Last month, Kennedy published a similar post promoting an online fitness game called BoxBollen, shortly after Trump named him secretary of Health and Human Services.
“The perfect Christmas present!” Kennedy said in a video playing the game and wearing the game’s headband.
Kennedy quickly deleted his post.
Miller said Kennedy had already canceled his promotional contract, while Oz planned to end his relationship with iHerb to avoid any potential conflicts of interest.
Oz also has no ongoing contractual deals with weight-loss drugs, which he has promoted in the past on his syndicated television show.
Separately, Oz’s regular posts promoting iHerb prompted calls this week from the liberal consumer watchdog group Public Citizen for a Federal Trade Commission investigation. FTC rules require online influencers to clearly state in their posts whether they are paid to promote products.
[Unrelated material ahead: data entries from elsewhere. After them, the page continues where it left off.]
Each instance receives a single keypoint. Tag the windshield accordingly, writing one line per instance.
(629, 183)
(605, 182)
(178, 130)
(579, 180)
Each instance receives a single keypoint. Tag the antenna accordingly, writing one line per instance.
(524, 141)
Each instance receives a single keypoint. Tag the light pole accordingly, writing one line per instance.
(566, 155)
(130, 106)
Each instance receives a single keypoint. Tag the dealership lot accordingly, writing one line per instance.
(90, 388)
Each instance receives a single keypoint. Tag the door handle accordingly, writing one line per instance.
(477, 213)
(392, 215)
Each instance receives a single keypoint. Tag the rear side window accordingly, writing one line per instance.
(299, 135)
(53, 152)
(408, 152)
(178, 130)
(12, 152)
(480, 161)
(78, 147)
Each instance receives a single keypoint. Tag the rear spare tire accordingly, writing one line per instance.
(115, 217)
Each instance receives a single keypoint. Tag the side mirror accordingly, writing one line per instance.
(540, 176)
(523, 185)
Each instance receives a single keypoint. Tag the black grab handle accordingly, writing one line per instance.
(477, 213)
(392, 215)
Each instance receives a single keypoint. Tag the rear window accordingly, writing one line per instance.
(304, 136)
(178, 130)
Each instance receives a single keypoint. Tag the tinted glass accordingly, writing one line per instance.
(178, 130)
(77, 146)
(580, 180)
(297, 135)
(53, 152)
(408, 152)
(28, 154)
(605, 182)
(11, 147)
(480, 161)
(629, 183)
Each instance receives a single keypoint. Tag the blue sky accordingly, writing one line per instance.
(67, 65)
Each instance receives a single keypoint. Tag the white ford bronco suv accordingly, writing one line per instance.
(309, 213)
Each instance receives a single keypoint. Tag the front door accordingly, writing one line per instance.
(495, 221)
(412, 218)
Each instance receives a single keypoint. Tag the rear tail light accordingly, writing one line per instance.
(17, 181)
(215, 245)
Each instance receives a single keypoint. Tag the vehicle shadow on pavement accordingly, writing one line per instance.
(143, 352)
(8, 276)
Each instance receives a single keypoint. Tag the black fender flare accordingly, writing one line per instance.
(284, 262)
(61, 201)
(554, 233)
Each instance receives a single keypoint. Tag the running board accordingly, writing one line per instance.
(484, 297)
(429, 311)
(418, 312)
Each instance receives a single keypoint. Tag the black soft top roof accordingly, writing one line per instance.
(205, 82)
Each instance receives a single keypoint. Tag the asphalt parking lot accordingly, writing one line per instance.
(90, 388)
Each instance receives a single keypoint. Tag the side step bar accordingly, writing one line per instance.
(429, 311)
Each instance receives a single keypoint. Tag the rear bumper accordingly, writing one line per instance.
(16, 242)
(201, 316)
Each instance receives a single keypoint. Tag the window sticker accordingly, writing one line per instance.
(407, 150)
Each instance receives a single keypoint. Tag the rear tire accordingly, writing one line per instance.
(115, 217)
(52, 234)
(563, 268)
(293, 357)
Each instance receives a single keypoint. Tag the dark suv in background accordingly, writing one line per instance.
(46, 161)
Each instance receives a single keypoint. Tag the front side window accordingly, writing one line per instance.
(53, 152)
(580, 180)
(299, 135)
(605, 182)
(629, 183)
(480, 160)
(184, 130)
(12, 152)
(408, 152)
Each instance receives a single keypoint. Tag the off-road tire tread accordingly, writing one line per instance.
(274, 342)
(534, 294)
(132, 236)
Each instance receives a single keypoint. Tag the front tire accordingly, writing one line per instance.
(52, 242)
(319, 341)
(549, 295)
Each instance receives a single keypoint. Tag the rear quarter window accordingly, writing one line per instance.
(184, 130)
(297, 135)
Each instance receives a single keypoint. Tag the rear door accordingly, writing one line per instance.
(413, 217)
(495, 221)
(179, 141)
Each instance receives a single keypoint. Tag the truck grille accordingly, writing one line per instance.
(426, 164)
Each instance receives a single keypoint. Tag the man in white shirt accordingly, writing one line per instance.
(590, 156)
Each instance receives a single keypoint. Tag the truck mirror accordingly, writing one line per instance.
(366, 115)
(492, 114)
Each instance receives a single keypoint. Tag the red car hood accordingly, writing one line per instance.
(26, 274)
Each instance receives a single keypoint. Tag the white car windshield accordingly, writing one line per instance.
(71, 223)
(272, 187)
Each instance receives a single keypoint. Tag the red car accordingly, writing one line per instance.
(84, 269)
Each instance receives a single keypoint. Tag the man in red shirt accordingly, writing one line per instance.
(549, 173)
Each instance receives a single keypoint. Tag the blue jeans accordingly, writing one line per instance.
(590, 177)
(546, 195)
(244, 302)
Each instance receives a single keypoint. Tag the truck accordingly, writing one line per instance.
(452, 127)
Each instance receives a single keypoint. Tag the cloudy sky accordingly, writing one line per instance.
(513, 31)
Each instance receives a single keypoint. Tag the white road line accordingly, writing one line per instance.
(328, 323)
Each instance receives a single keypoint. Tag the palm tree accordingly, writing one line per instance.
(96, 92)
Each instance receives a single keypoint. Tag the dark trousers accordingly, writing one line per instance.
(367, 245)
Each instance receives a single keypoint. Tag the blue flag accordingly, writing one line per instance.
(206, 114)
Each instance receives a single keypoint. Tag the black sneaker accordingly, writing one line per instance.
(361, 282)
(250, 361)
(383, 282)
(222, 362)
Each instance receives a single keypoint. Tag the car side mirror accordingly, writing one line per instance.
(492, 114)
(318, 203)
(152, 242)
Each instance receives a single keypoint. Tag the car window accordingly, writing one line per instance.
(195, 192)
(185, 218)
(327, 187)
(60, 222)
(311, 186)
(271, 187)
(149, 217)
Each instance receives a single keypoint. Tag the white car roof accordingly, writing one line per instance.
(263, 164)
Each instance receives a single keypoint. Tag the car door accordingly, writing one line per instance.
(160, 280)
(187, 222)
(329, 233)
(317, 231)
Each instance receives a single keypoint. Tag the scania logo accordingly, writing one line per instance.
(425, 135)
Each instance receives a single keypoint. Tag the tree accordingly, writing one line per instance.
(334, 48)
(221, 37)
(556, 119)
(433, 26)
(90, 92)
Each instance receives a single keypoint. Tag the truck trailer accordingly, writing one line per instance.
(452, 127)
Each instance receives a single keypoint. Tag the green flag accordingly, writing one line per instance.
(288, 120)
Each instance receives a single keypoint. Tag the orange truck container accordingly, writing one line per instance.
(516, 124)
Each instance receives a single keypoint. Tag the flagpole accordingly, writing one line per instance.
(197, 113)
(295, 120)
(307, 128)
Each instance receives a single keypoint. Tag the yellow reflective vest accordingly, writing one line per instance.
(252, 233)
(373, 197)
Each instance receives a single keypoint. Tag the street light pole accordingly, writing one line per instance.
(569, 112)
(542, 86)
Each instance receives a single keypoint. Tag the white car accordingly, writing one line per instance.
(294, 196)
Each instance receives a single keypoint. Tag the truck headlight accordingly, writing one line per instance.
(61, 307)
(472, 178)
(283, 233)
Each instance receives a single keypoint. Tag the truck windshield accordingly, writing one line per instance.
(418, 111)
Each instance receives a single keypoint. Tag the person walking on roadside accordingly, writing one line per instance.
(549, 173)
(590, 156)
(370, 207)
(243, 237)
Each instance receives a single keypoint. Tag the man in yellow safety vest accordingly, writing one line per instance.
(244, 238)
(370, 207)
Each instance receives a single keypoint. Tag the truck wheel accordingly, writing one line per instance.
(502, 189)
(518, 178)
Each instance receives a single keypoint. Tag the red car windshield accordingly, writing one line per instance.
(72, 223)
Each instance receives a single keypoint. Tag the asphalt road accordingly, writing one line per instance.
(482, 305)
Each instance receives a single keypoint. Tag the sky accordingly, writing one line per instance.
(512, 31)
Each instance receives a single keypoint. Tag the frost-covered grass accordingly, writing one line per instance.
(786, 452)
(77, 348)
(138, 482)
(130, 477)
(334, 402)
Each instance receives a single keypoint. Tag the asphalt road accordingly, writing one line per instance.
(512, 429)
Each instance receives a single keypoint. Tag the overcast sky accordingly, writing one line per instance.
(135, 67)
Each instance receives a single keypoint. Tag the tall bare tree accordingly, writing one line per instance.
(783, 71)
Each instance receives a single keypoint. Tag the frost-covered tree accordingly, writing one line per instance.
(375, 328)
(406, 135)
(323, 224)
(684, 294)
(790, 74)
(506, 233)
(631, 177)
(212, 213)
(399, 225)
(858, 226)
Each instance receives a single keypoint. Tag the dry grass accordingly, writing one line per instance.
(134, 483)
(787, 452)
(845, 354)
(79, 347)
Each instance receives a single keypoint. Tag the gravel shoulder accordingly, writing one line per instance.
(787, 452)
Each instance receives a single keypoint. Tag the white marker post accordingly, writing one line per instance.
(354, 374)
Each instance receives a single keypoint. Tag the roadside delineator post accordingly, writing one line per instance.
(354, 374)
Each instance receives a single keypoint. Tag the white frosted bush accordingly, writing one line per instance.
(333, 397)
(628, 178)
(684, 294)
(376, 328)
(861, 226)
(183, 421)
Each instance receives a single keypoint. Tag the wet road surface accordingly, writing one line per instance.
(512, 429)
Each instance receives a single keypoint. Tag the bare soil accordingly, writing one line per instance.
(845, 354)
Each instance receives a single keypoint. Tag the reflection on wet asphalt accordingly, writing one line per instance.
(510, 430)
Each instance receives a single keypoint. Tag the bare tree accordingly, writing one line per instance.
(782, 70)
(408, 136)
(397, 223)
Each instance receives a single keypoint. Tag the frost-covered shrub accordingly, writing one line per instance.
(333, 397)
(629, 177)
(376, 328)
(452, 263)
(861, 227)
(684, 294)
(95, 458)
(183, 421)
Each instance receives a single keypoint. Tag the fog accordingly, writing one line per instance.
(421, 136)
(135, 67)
The FTC declined to say whether it would consider such a request. There is no record of past actions against Oz by the FTC.
What’s less clear is how federal ethics rules might apply to the company owned by Kennedy’s wife, Cheryl Hines, that sells home and body products.
Marsco, of the Campaign Legal Center, said spouses are generally not forced to leave their job or business because their partner was hired by the U.S. government. However, government officials are required to recuse themselves from making decisions that could impact their spouse’s employment and should still divest themselves of financial assets that conflict with their work.
Those details should be worked out with the ethics office and enforced by the president, she said. Under the law, the couple could transfer their financial interests in the company to Hines’ adult daughter while he remains in office.
Marsco said these requirements would not go into effect until after Trump takes office and they are officially appointed.
“Assuming they follow through on what they said, that is, they’re going to cooperate fully, divest and follow all conflict of interest laws and rules, then it’s frankly what is expected of people in their position,” she said. said.